There is a classic unpublished paper by Bill Gosper explaining how to do arithmetic and other cool things with continued fractions that I’m sure must be available somewhere on the web.

7. John Fouhy

“But we can usually write some expression to show how to continue the number”
How often is that true? Do they have to be algebraic or computable? Is there a recurrence relation for pi?

8. ScentOfViolets

There’s a cool little theorem – the first time I saw it was in Hardy’s book – that says a continued fraction is repeating if and only if it is the representation of an algebraic number. So of course all square roots of non-transcendental numbers will be repeating. Otoh, given a nonrepeating, nonterminating continued fraction, one may deduce that the number is transcendental. So if one posits that pi is represented as a nonterminating, nonrepeating continued fraction, it pops out automatically that it must be transcendental.

9. Dave W.

ScentOfViolets: That theorem must use a more expanded definition of continued fractions.

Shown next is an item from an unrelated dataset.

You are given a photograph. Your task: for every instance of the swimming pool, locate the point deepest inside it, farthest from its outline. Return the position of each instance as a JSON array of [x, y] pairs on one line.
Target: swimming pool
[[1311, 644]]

Repeated continued fractions of the form described here are all irrational numbers of the form (a + sqrt(b))/c, for integers a, b, and c. When you solve the repeated fraction as a recurrence, you get a quadratic equation.

10. Dave W.

A good resource for info on continued fractions is Ron Knott’s continued fraction page at: http://www.mcs.surrey.ac.uk/Personal/R.Knott/Fibonacci/cfINTRO.html
There is a link there to his interactive continued fraction calculator, which allows you to convert between fraction form, decimal form, and continued fraction form and calculate the intermediate convergents.

11. Jonathan Vos Post

A nice generalization of “The square root of 2 in continued fractions is [1; 2, 2, 2, 2, …]” is:
(the square root of (1 + n^2)) – n + 1 in continued fractions is [1; 2n, 2n, 2n, 2n, …]